Pat clearly enjoys his job and he got us laughing, well, groaning, within minutes with his silly jokes. Pat welcomed everyone who got on the bus along the route and never rushed anyone to get off quickly.
While the tour route will remain the same what you hear will depend on the knowledge and enthusiasm of the Guide. I hope you meet Pat as he had some excellent snippets and facts which he used well to fill the time if we got stuck in traffic. In The City of London, he mentioned the trades that worked from particular streets so customers knew what to buy in Bread Street, Milk Street, Shoe Lane, etc. But we didn’t go details on what was on offer at Love Lane!
And did you know the Animals in War Memorial on Park Lane, next to Hyde Park, includes a glow worm as they were used to light the way in tunnels? Or where The Beatles lived together in London before wives/girlfriends and babies came along? (It’s Green Street in Mayfair.)
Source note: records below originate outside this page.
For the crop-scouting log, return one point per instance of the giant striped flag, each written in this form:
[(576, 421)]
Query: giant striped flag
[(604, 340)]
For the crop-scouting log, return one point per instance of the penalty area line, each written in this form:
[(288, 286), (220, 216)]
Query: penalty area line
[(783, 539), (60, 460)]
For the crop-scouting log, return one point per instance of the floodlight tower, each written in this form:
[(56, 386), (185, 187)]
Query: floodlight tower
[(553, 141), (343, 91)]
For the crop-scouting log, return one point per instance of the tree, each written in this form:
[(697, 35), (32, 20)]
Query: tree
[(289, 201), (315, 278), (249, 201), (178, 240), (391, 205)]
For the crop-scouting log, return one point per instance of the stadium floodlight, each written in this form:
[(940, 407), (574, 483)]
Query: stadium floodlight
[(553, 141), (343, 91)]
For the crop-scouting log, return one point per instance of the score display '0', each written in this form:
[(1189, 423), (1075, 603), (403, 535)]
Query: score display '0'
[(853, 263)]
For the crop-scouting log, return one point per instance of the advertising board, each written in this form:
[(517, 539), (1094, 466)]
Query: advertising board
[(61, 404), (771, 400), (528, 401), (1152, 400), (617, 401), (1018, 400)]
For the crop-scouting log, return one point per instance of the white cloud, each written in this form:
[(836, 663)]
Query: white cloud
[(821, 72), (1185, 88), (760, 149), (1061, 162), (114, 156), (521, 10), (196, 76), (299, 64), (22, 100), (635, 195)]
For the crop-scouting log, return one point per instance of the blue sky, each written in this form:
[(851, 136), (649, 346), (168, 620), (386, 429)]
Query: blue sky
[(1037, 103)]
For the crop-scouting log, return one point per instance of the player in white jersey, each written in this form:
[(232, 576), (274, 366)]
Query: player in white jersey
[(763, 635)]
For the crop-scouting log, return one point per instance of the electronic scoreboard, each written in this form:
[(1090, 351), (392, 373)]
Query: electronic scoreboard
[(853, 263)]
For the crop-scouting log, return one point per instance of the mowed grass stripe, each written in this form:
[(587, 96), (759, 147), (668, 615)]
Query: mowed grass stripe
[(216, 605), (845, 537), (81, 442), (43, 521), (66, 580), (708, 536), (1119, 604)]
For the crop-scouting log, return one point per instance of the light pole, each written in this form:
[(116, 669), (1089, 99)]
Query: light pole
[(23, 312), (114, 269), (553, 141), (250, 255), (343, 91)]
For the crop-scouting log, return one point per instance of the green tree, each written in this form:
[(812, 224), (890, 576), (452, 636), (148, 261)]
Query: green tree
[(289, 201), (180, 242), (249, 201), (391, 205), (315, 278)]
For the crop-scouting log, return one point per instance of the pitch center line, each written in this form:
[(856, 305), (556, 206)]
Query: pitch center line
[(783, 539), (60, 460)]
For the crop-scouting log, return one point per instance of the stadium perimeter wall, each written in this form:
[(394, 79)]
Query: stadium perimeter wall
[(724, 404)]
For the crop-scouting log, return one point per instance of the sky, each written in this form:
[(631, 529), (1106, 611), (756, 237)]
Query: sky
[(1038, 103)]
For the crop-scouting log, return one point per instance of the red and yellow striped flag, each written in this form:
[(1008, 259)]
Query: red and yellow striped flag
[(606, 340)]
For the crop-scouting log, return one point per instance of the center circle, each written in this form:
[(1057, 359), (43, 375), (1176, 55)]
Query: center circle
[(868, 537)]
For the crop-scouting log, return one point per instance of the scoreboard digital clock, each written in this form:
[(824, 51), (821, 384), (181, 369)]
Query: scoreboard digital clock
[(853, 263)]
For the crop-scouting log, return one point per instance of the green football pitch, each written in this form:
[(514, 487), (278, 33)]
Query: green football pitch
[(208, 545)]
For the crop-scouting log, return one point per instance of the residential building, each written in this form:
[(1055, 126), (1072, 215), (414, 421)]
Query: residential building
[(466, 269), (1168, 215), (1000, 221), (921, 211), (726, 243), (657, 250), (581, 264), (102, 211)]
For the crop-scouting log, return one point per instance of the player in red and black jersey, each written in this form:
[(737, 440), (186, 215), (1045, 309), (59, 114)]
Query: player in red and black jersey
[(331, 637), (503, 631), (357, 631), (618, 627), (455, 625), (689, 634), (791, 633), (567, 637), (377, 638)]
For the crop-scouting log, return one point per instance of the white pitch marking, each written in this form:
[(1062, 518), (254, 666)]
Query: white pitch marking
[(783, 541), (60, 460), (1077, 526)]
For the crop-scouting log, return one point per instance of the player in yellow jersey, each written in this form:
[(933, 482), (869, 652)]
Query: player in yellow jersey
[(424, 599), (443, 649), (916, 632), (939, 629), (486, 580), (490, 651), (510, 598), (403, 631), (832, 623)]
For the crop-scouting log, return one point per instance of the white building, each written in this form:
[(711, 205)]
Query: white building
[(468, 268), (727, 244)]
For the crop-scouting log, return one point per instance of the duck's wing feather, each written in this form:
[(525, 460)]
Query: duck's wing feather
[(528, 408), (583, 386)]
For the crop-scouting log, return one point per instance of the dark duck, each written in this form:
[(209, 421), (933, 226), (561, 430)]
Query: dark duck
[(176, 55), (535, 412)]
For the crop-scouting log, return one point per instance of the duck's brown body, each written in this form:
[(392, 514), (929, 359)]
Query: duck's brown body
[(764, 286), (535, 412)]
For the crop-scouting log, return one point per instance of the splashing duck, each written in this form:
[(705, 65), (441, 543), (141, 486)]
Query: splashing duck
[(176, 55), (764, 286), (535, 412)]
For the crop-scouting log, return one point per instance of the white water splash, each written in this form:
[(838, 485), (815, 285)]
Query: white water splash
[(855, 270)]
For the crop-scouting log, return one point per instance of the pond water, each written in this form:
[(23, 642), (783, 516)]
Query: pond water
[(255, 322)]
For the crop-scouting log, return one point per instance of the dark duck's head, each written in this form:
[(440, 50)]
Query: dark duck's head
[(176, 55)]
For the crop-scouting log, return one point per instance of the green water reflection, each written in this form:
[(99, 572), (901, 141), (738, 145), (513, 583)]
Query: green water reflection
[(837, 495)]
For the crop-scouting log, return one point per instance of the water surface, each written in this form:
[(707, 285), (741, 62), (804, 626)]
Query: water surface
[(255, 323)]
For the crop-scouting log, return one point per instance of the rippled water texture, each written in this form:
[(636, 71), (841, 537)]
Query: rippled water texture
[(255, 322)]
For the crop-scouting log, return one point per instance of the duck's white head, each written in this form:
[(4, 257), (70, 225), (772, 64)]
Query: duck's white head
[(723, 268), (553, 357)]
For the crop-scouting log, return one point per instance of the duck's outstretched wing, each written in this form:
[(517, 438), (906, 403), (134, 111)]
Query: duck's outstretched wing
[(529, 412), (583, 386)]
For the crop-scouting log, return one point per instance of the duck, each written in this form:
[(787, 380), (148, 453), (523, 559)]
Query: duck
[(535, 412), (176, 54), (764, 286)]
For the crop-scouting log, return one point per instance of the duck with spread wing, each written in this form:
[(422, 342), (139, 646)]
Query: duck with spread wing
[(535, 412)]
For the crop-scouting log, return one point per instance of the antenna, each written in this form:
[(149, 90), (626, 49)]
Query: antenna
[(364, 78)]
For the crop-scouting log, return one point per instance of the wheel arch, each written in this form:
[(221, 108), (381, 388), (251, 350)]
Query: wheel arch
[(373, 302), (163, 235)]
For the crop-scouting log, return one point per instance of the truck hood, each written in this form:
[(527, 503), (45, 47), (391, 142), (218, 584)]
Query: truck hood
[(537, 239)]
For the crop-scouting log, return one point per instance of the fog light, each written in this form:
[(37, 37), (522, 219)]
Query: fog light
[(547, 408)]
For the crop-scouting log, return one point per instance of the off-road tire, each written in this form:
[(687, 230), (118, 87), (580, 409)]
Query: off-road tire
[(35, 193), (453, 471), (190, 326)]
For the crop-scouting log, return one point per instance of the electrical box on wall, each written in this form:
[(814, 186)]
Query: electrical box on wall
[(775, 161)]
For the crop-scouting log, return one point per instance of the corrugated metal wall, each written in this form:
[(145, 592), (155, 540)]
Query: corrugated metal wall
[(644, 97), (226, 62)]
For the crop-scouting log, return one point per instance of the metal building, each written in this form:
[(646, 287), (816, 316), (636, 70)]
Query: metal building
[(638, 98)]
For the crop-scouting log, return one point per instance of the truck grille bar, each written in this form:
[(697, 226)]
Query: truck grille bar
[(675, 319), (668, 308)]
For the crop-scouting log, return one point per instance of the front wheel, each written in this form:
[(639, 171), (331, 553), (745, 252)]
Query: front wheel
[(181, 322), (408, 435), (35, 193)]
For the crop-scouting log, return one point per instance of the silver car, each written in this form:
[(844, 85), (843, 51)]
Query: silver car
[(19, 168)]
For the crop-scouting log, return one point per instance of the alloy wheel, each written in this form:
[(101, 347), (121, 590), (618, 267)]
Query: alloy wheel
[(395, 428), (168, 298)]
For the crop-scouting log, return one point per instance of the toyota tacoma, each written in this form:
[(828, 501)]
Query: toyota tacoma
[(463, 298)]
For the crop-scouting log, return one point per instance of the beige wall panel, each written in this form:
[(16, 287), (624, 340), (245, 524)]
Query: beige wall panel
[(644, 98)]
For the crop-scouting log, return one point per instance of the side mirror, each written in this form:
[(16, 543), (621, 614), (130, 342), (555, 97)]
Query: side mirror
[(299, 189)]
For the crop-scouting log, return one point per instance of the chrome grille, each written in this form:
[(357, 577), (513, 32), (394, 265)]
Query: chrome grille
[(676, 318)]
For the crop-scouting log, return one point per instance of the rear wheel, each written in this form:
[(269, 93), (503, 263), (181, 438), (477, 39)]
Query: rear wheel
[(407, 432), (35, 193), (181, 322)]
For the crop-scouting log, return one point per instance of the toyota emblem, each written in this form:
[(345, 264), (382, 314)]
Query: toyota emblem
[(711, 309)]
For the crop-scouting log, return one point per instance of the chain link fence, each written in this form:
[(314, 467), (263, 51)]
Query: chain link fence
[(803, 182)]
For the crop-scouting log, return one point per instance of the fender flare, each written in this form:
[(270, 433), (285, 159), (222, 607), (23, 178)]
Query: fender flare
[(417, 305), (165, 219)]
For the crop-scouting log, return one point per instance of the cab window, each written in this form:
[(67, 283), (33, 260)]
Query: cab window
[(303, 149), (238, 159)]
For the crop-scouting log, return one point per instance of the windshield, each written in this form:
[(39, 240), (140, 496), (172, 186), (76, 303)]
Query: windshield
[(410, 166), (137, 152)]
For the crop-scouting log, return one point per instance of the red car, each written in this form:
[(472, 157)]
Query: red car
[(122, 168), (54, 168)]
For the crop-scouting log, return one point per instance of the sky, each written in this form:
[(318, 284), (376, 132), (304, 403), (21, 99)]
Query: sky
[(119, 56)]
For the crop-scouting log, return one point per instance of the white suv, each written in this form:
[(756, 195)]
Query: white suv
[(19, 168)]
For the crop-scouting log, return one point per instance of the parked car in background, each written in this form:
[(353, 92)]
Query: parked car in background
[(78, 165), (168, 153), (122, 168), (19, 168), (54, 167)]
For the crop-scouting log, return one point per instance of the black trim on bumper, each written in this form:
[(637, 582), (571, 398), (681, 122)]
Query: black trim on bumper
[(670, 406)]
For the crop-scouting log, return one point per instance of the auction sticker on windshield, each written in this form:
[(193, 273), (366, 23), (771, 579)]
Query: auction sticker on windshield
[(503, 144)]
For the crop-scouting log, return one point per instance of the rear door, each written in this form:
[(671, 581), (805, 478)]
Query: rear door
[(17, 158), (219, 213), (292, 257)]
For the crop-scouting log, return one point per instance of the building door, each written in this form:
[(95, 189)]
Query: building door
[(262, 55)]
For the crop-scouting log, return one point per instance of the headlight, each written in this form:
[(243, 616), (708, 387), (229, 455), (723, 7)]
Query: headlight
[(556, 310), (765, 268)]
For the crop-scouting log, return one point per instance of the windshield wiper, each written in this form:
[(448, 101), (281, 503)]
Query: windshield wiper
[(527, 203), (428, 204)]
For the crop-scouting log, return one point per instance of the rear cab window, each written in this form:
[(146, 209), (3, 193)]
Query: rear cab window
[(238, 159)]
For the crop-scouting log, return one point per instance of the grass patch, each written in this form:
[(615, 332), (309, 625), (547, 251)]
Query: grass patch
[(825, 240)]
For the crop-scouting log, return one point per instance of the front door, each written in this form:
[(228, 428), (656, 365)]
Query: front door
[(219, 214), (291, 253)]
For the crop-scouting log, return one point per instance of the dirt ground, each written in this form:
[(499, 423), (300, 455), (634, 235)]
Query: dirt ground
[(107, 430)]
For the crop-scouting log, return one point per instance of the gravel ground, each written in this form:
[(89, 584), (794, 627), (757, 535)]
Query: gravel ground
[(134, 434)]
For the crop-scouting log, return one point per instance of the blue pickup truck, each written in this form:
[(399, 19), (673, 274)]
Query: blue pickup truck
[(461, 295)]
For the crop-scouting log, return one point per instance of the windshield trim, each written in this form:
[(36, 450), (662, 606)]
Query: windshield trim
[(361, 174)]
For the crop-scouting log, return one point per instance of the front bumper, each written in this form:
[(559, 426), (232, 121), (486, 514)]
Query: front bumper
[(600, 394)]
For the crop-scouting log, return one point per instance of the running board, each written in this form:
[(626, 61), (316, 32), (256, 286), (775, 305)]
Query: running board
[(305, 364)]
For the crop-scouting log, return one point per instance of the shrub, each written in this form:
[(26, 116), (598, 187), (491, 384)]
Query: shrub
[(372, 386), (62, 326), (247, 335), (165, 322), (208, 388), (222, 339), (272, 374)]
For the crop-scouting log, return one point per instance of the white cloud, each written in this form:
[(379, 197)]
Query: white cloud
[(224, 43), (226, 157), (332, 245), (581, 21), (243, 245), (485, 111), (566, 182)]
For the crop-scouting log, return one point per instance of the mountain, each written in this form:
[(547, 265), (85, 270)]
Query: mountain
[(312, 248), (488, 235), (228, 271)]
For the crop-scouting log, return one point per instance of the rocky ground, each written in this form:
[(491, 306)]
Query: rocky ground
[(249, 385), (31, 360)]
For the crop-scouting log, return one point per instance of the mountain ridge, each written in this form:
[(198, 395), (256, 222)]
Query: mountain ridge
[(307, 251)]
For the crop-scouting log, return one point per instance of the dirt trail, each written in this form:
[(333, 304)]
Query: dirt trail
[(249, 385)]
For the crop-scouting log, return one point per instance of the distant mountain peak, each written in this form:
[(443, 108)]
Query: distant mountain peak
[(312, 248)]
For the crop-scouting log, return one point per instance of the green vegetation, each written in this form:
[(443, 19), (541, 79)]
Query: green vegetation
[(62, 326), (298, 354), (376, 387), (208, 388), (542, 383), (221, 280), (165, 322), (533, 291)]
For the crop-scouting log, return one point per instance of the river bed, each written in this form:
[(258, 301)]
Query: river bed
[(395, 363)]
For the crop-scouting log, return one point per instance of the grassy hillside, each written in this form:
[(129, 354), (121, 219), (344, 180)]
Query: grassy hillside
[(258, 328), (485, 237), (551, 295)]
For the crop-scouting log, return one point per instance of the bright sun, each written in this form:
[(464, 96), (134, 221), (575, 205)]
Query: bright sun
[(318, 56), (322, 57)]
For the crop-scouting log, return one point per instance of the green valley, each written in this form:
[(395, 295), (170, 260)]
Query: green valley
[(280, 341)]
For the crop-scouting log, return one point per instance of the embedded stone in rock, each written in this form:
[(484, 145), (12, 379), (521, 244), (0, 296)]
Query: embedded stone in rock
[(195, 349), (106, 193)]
Some of the ‘facts’ may not be totally accurate but the information you’re given is based on what is popularly believed to be true. I didn’t know until this year that the Great Fire of London in 1666 didn’t rid London if the 1665 plague as it was in different areas of London. And, according to Country Life, it’s a myth that railings outside properties were painted black because of Queen Victoria mourning her husband, Prince Albert.
As we travelled along Millbank and Abingdon Street towards Parliament Square we were advise to look left to see ‘original gothic’ (Westminster Abbey) and to look right to see ‘neo-gothic’ (Houses of Parliament). That’s a great tip!
T1 Yellow Route
The route took us from Trafalgar Square, by Buckingham Palace, Westminster Abbey and the Houses of Parliament (Big Ben). Over Westminster Bridge and near the London Eye. Then crossed the river again at Waterloo Bridge for some of the most famed views of London. Then down Fleet Street and into The City of London to see St Paul’s Cathedral and on to the Tower of London.
We got off at the Tower of London and went to use our free City Cruises ticket to travel along The Thames to Westminster Pier.
As we were advised to at the Visitor Centre, we then simply walked over Westminster Bridge and caught the T1 bus again and met a Guide called Tim. He was a bit more deadpan but also had lots of good information.
We really enjoyed our day with The Original Tour. We didn’t get to try any of the free walking tours but really enjoyed the bus tours and would happily recommend them. We chose to stay on and enjoy the full tour but there’s nothing to stop you hopping on and off all day to see the attractions as well.
The Original Tour is a great day out for families as you get to see lots of sights without the complaints of tired legs. And with a Guide like Pat you’ll be giggling for the rest of the day.
The Original Tour had an offer on when we booked so a 24 hour ticket automatically became a 48 hour ticket so it’s worth asking about offers. The Visitor Centre can also book tickets for you for London attractions to save you queuing on a busy day of sightseeing.
And just remember, unlike City Cruises, no-one asks for tips from tourists on these bus tours.
Disclaimer: As is common in the travel industry, the writer was provided with complimentary tickets for review purposes. While it has not influenced this review, AboutLondonLaura.com believes in full disclosure of all potential conflicts of interest.